What has struck me in every interview is how every potential employee refers to the "Oprah brand" and has her own take on what that means. Okay, so I accept that I'm now a "brand." But I still want to chuckle each time I hear the term.
Companies spend a lot of money to help define and establish their brand. My brand developed deliberately by accident. One choice at a time. No strategic planning. No marketing or development experts. Just daily choosing to do what felt like the right thing to do.
I started out with a team as naïve as I. The first publicist I hired started the same day I did in Chicago. Only she wasn't a publicist then—she was Alice McGee the intern. After I began getting more mail than I could handle, I said, "Hey, Alice, want to be my publicist?"
When between the two of us we didn't know the best decision (should I do an interview with Good Housekeeping, Redbook, or no interview at all?), our research was to call Alice's mom—who regularly brought homemade meatloaf sandwiches for our nine-person staff. "My mom says to go with Good Housekeeping. ... They have that seal of approval."

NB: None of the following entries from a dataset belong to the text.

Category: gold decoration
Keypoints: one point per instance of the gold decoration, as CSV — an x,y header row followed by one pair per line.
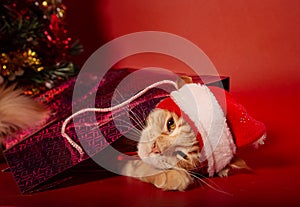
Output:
x,y
14,63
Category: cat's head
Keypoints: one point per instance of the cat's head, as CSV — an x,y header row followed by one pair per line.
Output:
x,y
168,140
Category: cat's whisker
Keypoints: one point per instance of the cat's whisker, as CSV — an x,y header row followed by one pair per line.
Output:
x,y
209,183
133,129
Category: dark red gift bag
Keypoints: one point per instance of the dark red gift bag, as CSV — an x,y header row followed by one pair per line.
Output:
x,y
40,158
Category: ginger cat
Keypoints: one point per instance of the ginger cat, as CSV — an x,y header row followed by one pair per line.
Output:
x,y
169,152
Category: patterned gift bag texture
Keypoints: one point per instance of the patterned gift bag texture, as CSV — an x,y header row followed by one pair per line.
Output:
x,y
37,156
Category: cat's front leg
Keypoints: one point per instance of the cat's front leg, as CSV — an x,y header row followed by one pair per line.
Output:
x,y
170,180
165,179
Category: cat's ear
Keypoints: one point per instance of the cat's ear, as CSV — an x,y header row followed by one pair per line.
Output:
x,y
183,80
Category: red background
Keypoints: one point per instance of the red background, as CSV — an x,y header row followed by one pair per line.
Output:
x,y
254,42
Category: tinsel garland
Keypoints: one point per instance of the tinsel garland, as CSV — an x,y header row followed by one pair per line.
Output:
x,y
35,48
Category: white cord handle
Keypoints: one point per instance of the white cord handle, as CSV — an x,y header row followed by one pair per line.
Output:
x,y
65,123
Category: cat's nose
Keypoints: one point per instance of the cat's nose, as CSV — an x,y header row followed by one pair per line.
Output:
x,y
155,148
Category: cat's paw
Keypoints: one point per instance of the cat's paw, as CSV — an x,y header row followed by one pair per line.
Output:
x,y
224,172
171,180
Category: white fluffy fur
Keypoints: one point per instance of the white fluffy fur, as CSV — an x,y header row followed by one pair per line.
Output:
x,y
199,103
18,111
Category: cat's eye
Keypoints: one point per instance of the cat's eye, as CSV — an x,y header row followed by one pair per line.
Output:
x,y
171,124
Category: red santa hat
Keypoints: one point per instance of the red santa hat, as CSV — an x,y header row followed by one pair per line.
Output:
x,y
220,123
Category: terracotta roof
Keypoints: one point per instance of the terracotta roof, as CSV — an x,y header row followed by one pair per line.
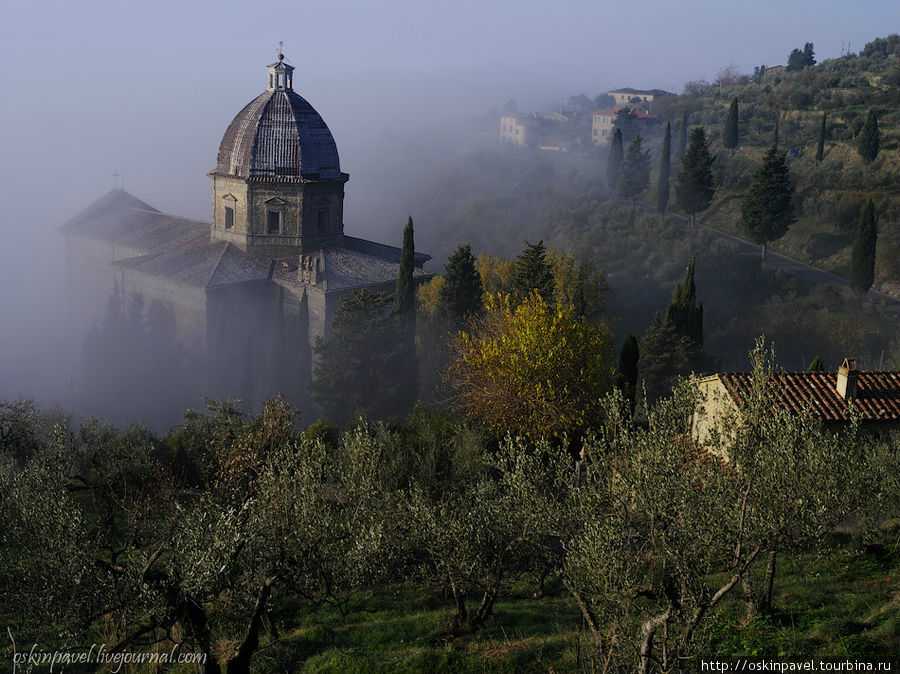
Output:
x,y
346,269
208,266
612,112
113,201
144,231
877,393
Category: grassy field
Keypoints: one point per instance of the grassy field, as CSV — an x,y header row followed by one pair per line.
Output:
x,y
845,602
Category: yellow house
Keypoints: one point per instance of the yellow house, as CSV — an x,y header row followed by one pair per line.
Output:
x,y
629,96
828,396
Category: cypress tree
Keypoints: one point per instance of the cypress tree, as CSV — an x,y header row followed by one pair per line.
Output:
x,y
534,272
767,211
665,161
862,272
461,293
682,136
683,314
820,148
730,131
869,138
614,162
634,175
626,377
405,291
694,186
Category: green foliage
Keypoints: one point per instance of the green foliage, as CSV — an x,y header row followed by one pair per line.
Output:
x,y
405,292
682,137
614,160
534,272
627,372
767,210
634,174
362,366
460,295
694,187
683,313
665,163
862,271
800,59
730,128
820,146
869,138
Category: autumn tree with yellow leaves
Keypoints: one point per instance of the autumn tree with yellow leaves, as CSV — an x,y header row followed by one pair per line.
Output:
x,y
531,368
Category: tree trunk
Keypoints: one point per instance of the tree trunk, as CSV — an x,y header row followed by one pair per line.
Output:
x,y
589,618
240,663
765,599
648,631
461,613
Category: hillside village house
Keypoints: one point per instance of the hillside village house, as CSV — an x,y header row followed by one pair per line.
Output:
x,y
828,396
629,96
604,122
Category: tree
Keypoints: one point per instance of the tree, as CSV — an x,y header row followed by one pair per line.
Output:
x,y
800,59
730,129
405,311
361,365
405,291
694,186
460,295
532,369
820,147
533,271
682,136
665,162
627,372
614,161
767,210
869,138
862,272
683,314
634,176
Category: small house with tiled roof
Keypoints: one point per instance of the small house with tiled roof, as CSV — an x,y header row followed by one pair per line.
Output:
x,y
274,253
832,397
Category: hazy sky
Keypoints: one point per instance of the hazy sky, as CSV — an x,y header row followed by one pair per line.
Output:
x,y
147,88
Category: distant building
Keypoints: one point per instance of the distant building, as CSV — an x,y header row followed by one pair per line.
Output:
x,y
274,252
561,130
629,96
874,395
604,122
517,129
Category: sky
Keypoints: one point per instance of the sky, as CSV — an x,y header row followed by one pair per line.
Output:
x,y
147,89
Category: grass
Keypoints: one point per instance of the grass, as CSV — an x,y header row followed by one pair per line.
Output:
x,y
844,602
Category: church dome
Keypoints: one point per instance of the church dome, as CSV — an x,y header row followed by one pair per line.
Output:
x,y
279,136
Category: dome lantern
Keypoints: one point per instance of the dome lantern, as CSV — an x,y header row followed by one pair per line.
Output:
x,y
281,75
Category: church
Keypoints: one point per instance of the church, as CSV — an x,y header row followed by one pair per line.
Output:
x,y
246,294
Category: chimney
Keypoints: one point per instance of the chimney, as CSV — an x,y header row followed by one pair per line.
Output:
x,y
847,377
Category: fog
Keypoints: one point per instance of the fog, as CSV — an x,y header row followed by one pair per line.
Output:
x,y
147,90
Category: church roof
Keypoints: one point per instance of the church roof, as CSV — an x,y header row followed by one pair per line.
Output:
x,y
143,231
206,266
279,135
343,268
113,201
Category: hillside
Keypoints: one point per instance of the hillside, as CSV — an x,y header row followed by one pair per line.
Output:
x,y
830,192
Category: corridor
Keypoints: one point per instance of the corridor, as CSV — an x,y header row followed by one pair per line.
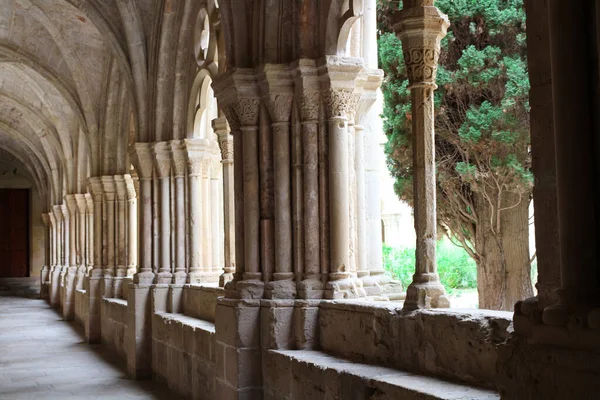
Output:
x,y
42,357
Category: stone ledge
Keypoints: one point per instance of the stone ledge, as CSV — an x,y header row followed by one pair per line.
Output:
x,y
295,375
455,344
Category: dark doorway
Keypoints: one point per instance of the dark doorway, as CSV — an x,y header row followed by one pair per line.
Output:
x,y
14,233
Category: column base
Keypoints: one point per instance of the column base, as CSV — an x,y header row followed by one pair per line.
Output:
x,y
92,301
312,287
238,349
344,285
282,287
251,287
139,332
428,294
68,294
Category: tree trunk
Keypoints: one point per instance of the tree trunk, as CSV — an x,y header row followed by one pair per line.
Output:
x,y
503,270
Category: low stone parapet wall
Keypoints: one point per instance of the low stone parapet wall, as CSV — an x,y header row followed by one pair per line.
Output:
x,y
201,301
183,354
459,345
114,325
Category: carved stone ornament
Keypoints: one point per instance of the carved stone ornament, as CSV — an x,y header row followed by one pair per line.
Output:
x,y
421,27
340,102
280,106
247,111
226,147
310,102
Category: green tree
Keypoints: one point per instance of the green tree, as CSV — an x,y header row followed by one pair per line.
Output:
x,y
484,180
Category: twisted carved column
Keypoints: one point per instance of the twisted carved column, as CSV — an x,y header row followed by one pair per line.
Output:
x,y
309,95
421,27
196,151
142,160
225,139
279,100
179,169
162,159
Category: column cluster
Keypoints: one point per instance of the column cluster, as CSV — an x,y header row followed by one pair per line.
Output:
x,y
182,206
299,179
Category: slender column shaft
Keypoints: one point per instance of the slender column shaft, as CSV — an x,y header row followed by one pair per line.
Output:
x,y
339,202
251,202
361,222
226,144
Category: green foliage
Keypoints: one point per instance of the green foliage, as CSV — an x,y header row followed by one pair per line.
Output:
x,y
457,270
482,113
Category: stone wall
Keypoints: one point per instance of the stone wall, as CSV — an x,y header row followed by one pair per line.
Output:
x,y
183,354
114,324
452,344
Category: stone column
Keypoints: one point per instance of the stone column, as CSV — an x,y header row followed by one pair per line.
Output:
x,y
89,232
278,87
162,159
340,99
45,274
207,211
93,282
179,169
142,159
132,227
121,234
58,251
109,188
309,96
216,172
139,333
67,277
574,134
81,237
421,27
221,129
196,151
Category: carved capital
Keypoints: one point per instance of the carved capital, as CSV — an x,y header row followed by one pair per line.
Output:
x,y
81,203
96,189
121,187
197,151
421,26
71,203
130,187
109,188
179,156
90,203
310,102
162,159
46,219
142,159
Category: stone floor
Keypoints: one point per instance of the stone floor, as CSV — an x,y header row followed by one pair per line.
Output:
x,y
42,357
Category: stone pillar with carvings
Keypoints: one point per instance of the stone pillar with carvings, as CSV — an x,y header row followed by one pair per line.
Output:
x,y
109,189
308,92
120,234
221,128
421,26
278,88
179,169
45,273
338,83
81,237
58,251
162,160
89,245
132,226
196,152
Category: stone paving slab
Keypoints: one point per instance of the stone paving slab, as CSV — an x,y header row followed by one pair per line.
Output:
x,y
43,357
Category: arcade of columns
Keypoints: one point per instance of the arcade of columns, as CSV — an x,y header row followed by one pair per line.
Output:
x,y
287,214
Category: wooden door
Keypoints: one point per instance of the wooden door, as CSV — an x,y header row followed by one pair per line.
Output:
x,y
14,233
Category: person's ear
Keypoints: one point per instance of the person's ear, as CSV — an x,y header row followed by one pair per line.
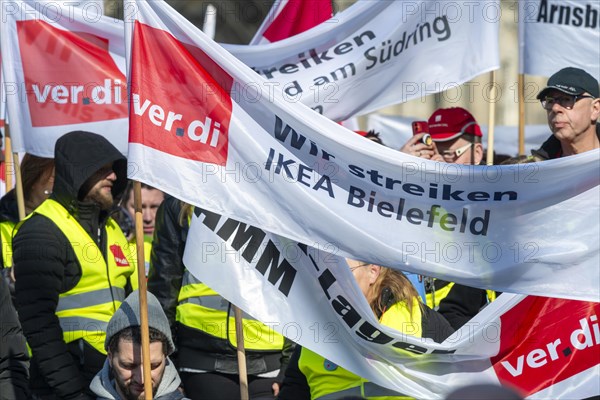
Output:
x,y
374,271
477,153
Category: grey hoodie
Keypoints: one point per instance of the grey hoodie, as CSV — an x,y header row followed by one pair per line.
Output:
x,y
103,385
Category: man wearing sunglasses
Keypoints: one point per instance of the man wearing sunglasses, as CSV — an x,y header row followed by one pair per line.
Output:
x,y
456,138
572,104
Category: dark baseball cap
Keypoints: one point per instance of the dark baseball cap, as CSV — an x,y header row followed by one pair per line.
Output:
x,y
573,81
449,123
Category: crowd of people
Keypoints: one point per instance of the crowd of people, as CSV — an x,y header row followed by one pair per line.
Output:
x,y
70,326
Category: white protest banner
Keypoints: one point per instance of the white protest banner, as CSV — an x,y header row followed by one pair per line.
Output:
x,y
396,131
380,53
311,297
549,28
64,71
195,134
288,18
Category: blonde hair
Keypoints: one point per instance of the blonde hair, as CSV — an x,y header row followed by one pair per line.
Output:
x,y
392,283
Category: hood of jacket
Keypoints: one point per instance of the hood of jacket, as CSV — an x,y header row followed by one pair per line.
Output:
x,y
77,156
103,385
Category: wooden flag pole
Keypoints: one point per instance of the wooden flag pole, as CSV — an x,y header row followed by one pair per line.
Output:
x,y
8,156
521,89
145,330
19,187
12,159
241,352
491,119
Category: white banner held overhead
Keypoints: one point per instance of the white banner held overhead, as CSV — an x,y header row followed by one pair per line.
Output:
x,y
311,297
64,71
549,28
381,53
195,134
396,131
288,18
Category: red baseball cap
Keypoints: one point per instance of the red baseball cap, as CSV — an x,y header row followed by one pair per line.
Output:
x,y
449,123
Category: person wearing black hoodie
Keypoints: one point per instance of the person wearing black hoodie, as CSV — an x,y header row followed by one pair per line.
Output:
x,y
73,267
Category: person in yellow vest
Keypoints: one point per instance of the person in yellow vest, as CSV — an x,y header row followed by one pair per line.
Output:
x,y
456,139
72,267
37,176
397,304
203,324
151,200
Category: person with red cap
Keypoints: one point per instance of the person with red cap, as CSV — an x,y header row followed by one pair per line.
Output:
x,y
572,103
456,138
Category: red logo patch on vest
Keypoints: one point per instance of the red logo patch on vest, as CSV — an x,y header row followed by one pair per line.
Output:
x,y
180,98
120,258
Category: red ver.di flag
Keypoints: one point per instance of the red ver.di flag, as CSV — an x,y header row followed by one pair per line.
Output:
x,y
65,71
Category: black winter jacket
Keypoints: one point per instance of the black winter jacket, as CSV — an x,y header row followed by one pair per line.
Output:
x,y
295,386
196,349
552,148
14,364
46,266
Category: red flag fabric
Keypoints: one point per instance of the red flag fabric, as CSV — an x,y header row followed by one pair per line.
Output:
x,y
291,17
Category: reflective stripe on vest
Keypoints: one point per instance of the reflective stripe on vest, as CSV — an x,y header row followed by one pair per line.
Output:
x,y
7,232
434,298
203,309
85,310
329,381
88,299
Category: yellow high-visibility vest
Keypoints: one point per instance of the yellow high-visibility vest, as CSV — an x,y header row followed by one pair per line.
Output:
x,y
84,311
202,308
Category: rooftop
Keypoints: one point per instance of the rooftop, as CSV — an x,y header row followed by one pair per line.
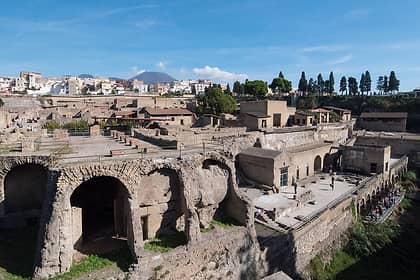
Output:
x,y
384,115
167,111
261,153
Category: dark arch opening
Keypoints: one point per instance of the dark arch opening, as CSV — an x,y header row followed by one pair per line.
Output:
x,y
25,187
100,218
317,164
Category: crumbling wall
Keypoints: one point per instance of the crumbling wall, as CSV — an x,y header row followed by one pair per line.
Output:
x,y
226,254
147,188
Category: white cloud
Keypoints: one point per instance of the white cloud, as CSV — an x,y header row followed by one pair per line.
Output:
x,y
161,65
218,74
145,23
136,71
324,48
341,60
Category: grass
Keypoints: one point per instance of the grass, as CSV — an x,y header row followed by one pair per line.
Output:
x,y
166,243
399,259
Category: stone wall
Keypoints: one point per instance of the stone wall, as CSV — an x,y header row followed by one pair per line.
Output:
x,y
227,254
293,251
208,188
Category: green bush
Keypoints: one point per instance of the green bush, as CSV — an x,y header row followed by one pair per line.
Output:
x,y
366,239
51,125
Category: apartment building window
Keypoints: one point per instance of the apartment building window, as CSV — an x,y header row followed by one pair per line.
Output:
x,y
284,176
373,167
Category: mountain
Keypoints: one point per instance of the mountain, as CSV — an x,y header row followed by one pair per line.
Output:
x,y
154,77
85,76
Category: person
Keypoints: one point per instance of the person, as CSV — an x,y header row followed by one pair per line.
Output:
x,y
294,185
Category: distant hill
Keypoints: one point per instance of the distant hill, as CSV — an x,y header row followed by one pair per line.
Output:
x,y
154,77
85,76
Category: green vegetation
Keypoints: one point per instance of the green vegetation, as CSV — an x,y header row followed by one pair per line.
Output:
x,y
87,264
279,84
214,101
377,251
408,181
51,125
225,222
166,243
77,125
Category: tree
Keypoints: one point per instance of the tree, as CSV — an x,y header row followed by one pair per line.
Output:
x,y
380,85
214,101
320,84
362,83
256,88
343,85
311,86
280,84
281,75
386,85
352,84
227,90
331,83
368,82
394,83
303,84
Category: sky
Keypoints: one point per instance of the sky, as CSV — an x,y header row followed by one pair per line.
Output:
x,y
217,39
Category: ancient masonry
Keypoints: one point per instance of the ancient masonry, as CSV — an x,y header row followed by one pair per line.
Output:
x,y
199,187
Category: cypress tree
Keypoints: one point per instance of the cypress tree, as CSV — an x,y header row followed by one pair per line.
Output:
x,y
394,83
331,83
362,84
303,84
368,82
320,84
343,85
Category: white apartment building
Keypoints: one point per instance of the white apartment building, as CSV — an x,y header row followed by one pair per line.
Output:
x,y
140,86
6,83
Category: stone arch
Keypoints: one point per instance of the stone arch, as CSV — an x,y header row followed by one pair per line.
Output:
x,y
100,215
67,181
317,164
25,187
217,197
163,205
327,162
22,194
11,163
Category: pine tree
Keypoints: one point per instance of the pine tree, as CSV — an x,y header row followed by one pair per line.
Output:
x,y
380,85
311,86
352,86
362,83
303,84
368,82
227,90
343,85
237,87
386,85
331,83
320,84
394,83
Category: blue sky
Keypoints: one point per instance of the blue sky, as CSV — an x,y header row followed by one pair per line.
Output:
x,y
223,40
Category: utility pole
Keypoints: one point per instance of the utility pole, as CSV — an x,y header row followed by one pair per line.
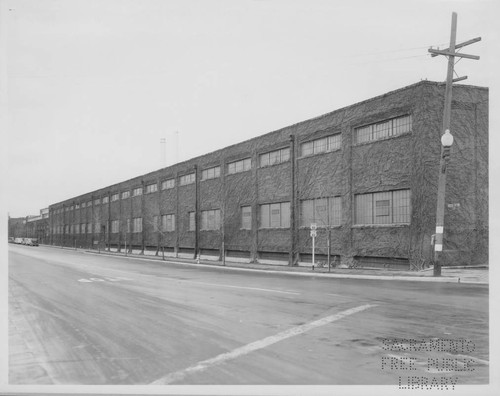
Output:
x,y
447,139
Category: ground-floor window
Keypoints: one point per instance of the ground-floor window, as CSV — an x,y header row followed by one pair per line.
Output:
x,y
115,226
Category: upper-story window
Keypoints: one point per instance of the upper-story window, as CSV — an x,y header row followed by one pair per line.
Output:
x,y
166,184
275,215
320,211
239,166
274,157
381,130
187,179
210,219
210,173
150,188
322,145
387,207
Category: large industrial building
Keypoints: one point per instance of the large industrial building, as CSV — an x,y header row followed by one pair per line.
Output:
x,y
365,174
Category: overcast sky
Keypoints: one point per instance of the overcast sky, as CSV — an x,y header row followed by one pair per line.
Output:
x,y
90,87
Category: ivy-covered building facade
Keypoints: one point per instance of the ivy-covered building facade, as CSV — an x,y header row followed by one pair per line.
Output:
x,y
366,175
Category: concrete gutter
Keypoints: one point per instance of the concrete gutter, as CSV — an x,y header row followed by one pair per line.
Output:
x,y
298,271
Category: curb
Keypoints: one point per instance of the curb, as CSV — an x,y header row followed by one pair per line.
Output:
x,y
204,264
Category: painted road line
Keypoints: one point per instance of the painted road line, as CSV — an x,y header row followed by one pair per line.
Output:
x,y
254,346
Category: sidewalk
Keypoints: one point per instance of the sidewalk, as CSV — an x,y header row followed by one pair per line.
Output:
x,y
477,275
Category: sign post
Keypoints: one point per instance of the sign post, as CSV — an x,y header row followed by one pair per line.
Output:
x,y
313,236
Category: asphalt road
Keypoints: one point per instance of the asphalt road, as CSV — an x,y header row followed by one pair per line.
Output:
x,y
80,318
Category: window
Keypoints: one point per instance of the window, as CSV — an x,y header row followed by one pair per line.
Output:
x,y
210,219
168,222
239,166
388,207
321,211
210,173
187,179
274,157
321,145
137,224
384,129
150,188
275,215
166,184
246,217
192,221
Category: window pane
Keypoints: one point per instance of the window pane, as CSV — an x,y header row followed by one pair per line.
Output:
x,y
364,134
382,130
364,213
401,125
320,212
319,146
264,160
264,216
382,203
204,220
246,217
191,221
285,214
335,211
274,157
275,215
307,211
307,148
334,142
285,155
401,206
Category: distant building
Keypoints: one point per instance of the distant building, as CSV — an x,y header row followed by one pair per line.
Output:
x,y
365,174
34,226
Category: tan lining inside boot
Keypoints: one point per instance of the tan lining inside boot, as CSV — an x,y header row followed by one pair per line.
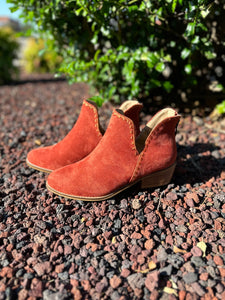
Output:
x,y
128,104
156,119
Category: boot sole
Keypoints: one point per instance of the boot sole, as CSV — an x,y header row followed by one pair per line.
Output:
x,y
37,167
155,179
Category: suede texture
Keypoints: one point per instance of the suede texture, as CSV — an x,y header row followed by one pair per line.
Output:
x,y
108,167
78,143
115,162
160,149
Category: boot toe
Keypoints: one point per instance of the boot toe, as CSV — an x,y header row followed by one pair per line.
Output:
x,y
40,159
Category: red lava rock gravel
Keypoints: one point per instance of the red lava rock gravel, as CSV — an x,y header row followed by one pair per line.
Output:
x,y
163,243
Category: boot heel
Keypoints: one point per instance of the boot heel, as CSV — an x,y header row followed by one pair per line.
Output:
x,y
158,178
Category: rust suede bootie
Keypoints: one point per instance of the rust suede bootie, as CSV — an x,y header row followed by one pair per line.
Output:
x,y
121,159
80,141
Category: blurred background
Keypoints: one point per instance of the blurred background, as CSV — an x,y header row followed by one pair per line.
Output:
x,y
162,53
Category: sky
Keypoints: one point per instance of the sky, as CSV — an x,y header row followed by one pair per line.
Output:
x,y
5,11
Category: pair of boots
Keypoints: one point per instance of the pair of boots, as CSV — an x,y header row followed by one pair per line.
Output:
x,y
91,165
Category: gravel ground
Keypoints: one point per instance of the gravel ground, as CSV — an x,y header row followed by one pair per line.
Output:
x,y
166,243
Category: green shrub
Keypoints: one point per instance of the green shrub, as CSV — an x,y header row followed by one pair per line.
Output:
x,y
8,54
133,48
38,59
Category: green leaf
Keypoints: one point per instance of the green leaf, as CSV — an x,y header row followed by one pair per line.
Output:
x,y
185,53
160,67
188,69
190,30
98,100
168,86
13,9
210,55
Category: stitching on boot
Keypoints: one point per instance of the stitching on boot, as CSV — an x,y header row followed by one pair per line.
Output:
x,y
133,146
148,140
138,165
95,117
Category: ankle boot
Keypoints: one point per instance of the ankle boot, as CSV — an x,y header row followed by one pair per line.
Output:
x,y
121,160
80,141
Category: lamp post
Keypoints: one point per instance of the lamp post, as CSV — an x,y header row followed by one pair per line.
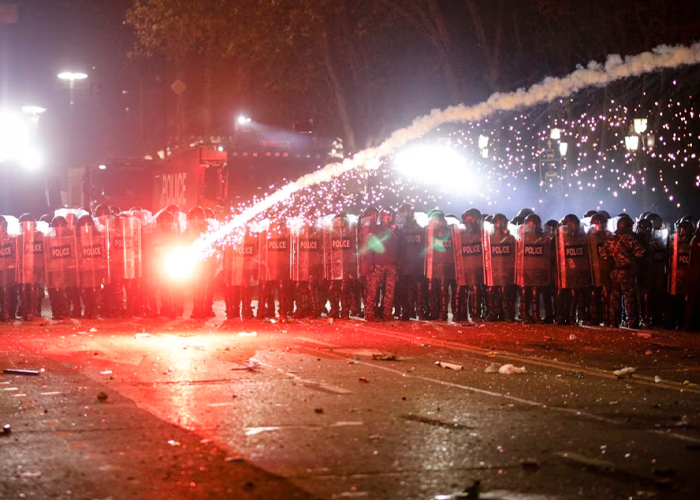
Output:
x,y
72,77
636,140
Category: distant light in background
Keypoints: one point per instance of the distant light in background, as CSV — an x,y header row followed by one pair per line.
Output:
x,y
434,164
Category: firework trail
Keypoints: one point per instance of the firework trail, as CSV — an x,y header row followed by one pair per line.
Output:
x,y
594,75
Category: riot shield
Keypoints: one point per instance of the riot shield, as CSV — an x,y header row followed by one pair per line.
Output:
x,y
439,254
365,254
468,255
30,254
679,266
275,253
412,246
61,260
573,261
307,251
92,256
499,256
532,257
8,253
600,267
659,259
340,247
124,251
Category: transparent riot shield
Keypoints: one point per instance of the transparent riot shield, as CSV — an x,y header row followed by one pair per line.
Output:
x,y
92,256
599,265
659,259
61,259
275,252
468,255
307,251
439,253
8,252
532,257
679,266
412,245
30,254
340,247
499,256
125,249
573,260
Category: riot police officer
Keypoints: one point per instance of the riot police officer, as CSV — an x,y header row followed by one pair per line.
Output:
x,y
30,269
8,257
533,267
574,271
624,250
469,267
384,245
411,287
499,268
599,296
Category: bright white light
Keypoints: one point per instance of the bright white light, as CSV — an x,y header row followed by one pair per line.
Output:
x,y
563,148
33,110
640,125
71,76
16,141
483,141
179,263
435,164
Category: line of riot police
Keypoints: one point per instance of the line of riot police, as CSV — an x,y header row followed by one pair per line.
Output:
x,y
382,265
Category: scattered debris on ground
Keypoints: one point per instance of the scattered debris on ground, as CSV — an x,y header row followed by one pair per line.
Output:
x,y
449,366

That felt right to me. And that feeling is how I made and still make every decision, and gave birth to a brand.
I have a rule with all my producers: Let your intention fuel your ideas, so that what our audience experiences on-air is what you intended. Without knowing we were doing it, that became our brand. To operate from what's true. To never pretend or set up anything in a fake way.
Each of us represents our own life brand. And using your instinct and feelings as your personal GPS puts you in a position to make the best choices for you. Now, of course, I have teams of people involved—consultants, marketers, lawyers. But I sometimes look around the table, marvel at how far I've come, and wish for the old days of Alice's mom. And a good meatloaf sandwich.